Halloween and Politics: Two subjects that our publication should be soaking in until our fingers get pruney.  The season is changing, the costumes are coming out, and the politics are borderline gruesome—as usual.

I ran up to Duluth for a day this past week and landed smack dab at the right place at the right time.  I wasn’t supposed to be there—it was a whim.  My friend Chrissy is a faculty member at the University of Minnesota in Duluth and I arrived at her office door on National Coming Out Day just in time for a special 6th Annual National Coming Out Day Luncheon. I joked that only I could manage to take off a day and head up to the North Shore and end up at a Coming Out Day event. Timing.  It’s all in the timing.  And what a time it was.  The ballroom was full of people observing a day that demands reverence and celebration.  We listened to Deborah Petersen-Perlman (top, left) recount the history of National Coming Out Day.  UMD student, Sovann Khong (middle), told us of bullying and being locked out of his own home as brutal accents of his own coming out story. Jake Caceres (top, right) regaled us with “The Caveman Song” which was a crowd-pleaser to say the least.  Gary Anderson (lower, left) gave a moving update of what’s going on with Duluth and Minnesota United for All Families and Angie Nichols (lower, right) ended the program, leaving us all with a sense of empowered togetherness.

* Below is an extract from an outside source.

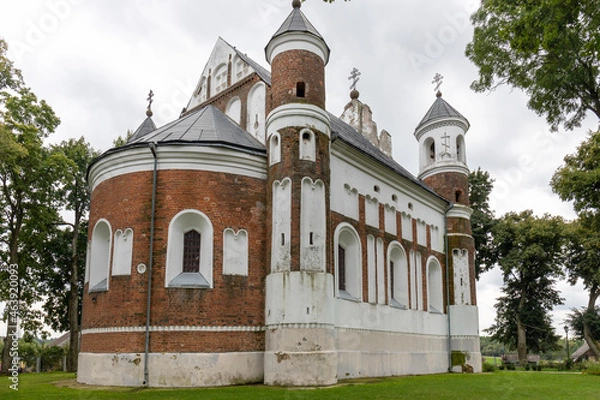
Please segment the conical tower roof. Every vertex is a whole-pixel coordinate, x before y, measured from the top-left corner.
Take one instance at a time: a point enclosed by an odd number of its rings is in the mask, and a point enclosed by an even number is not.
[[[465,131],[469,129],[469,121],[459,113],[454,107],[452,107],[448,102],[442,99],[442,93],[438,92],[436,95],[436,99],[429,108],[429,111],[425,113],[425,116],[419,122],[415,129],[415,134],[421,130],[425,125],[430,124],[431,122],[441,121],[441,120],[455,120],[457,122],[462,122],[465,125]]]
[[[323,39],[323,36],[321,36],[319,31],[317,31],[313,24],[310,23],[308,18],[306,18],[306,15],[300,11],[300,2],[293,2],[292,6],[294,9],[285,21],[283,21],[283,24],[281,24],[277,32],[273,34],[272,38],[276,38],[287,32],[308,32],[324,41],[325,39]]]
[[[134,140],[144,137],[155,130],[156,125],[154,124],[154,121],[152,121],[152,117],[146,117],[144,122],[142,122],[142,124],[135,130],[135,132],[133,132],[133,135],[131,135],[131,137],[127,140],[127,143],[131,143]]]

Sitting there, I looked around at a group of people that was gathered for greatness.  I thought about how these issues of bullying and civil rights are drawing us out in greater numbers.  How, by being drawn out and united, we’re actually making the world smaller.  I certainly didn’t feel like I was in a ballroom on a university campus 160 miles from where I’d started that morning. I could’ve walked into an event happening downtown and been hit with the same purpose, the same sense of accomplishment, and the same sense of unity.

Unity.  As you read through this issue, think of the politics that are presented.  We’ve got five of the more recognized parties speaking out in these pages—many of which talk about personal agency and rights.  Oddly unifying. From the people of faith to the atheists against the marriage amendment, there are differences to be sure.  But, there are so many points of unity.  There is an abundance of ways to make this world smaller as we fight the same fight toward the same goal: Rights.  Civil, human, equal.

Sometimes it’s being in the right place at the right time…and sometimes it’s simply walking out the door and looking around.  Look around.  See each other.  Feel stronger.

As the only GLBT publication in the region, Lavender is there with you.  We’re unifying and presenting information to foster a continued discussion.  I really mean it when I say that I’m committing Lavender to this conversation.  Please hold me to it.